Para los jóvenes sonorenses, este año no es una fecha simbólica sino una prueba de resistencia institucional.
El mundo entra en una fase de fricción permanente —finanzas más caras, cadenas de suministro tensas, guerra tecnológica, reacomodos geopolíticos— y Sonora queda en una posición privilegiada y peligrosa al mismo tiempo. Tiene puertos, aduanas, carreteras, ferrocarril, última milla, población joven y cercanía con el mercado más grande del planeta.
Y aun así puede perder. No por falta de ventajas, sino por exceso de política vieja. Gobernar como archipiélago, con dependencias que no se hablan y liderazgos que se estorban, ya no es ineficiencia: es irresponsabilidad histórica.
Desde abajo, desde la generación joven, la lectura es brutal: en Sonora se sigue confundiendo propaganda con política pública. Se anuncian planes sin ejecución, se presumen cifras sin impacto y se gobierna más para la foto que para el sistema.
El nearshoring no es una bendición automática; es una competencia despiadada entre territorios que ofrecen certidumbre, velocidad y coordinación.
En un entorno donde el riesgo global aumenta, los proyectos no esperan ni perdonan.
Exigen energía continua, seguridad real, permisos ágiles e infraestructura funcionando. Sonora no compite contra discursos: compite contra estados y países que ya entendieron que el tiempo es el nuevo capital. La inteligencia artificial acelera la cuenta regresiva.

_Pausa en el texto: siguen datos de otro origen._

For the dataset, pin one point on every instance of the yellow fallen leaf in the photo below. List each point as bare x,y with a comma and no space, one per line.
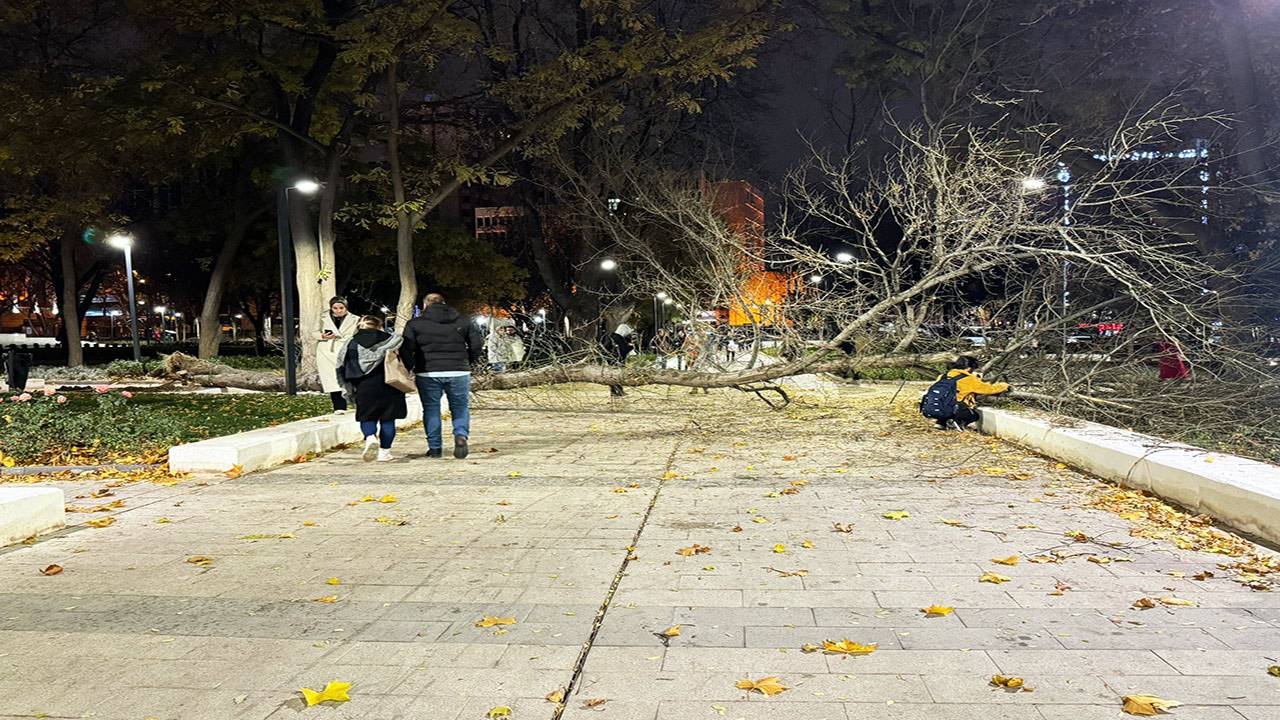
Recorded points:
848,647
1009,683
767,687
332,692
1146,705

Para esta generación, la IA no es un tema de conferencias: es poder productivo y capacidad estatal. Puede multiplicar la eficiencia en manufactura, logística, salud, educación, seguridad y recaudación. O puede profundizar desigualdades si el gobierno llega tarde, mal o dividido.

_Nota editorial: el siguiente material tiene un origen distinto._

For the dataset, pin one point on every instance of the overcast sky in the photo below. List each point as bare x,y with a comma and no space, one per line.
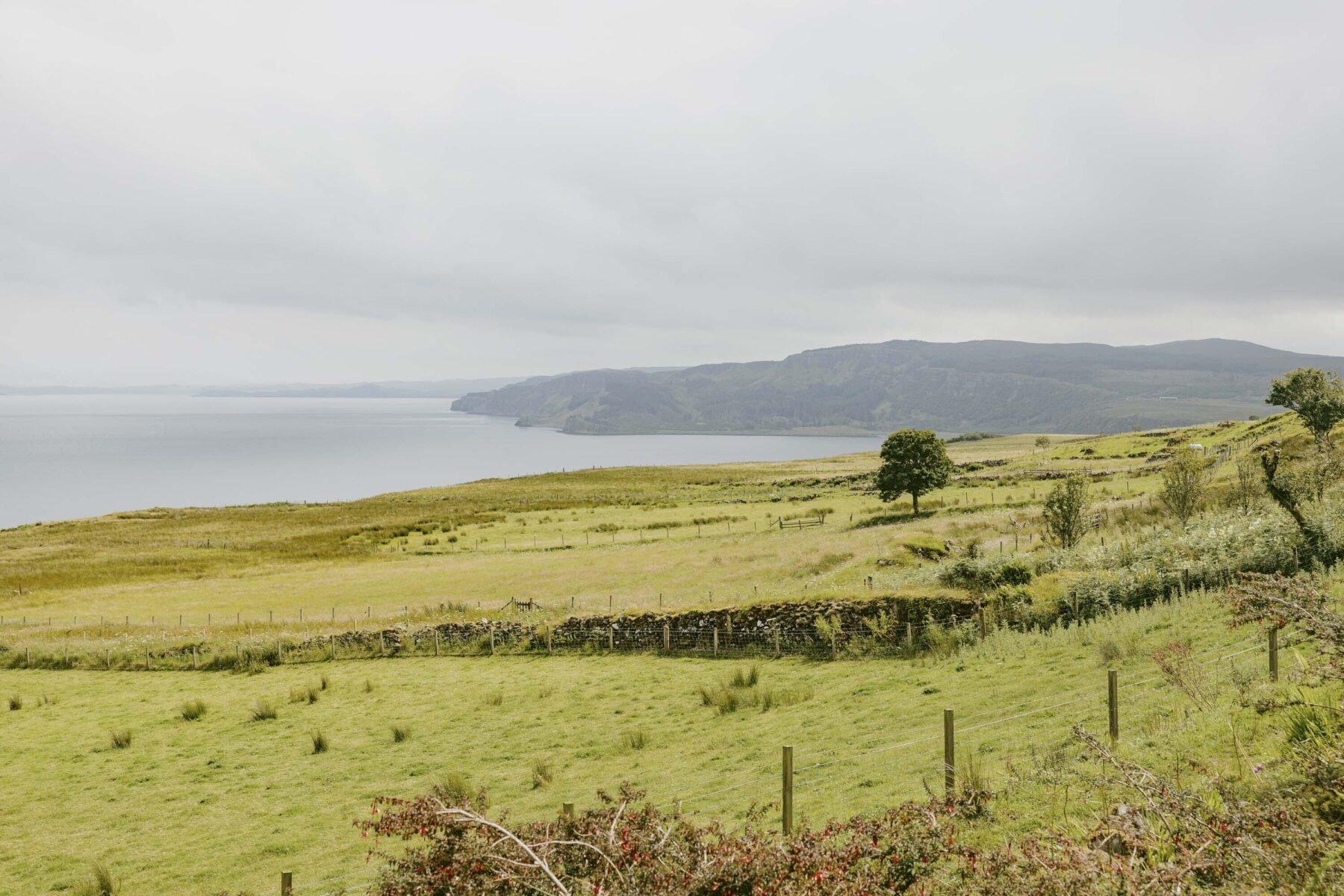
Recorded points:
346,191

La OCDE advierte un crecimiento limitado para México en 2026 y presiones sobre exportaciones.
Traducido: el margen de error es mínimo.
La oportunidad existe, pero sólo se captura con cinco capacidades concretas: energía confiable y competitiva, infraestructura logística integrada, seguridad en corredores productivos, estado de derecho con permisología inteligente y capital humano preparado para la nueva economía.
La implementación fracasa cuando las dependencias no comparten información, cuando las secretarías compiten por presupuesto en lugar de resultados, cuando los cargos se asignan por lealtad y no por competencia, cuando las malas noticias se esconden para no incomodar al poder. Eso no es técnico: es político.
Sonora no necesita adivinos ni discursos épicos. Necesita instituciones que funcionen y liderazgos que no le tengan miedo al talento ni a la evidencia. El 2026 no será indulgente.
El futuro no se negocia. Se construye. Y el reloj ya está corriendo.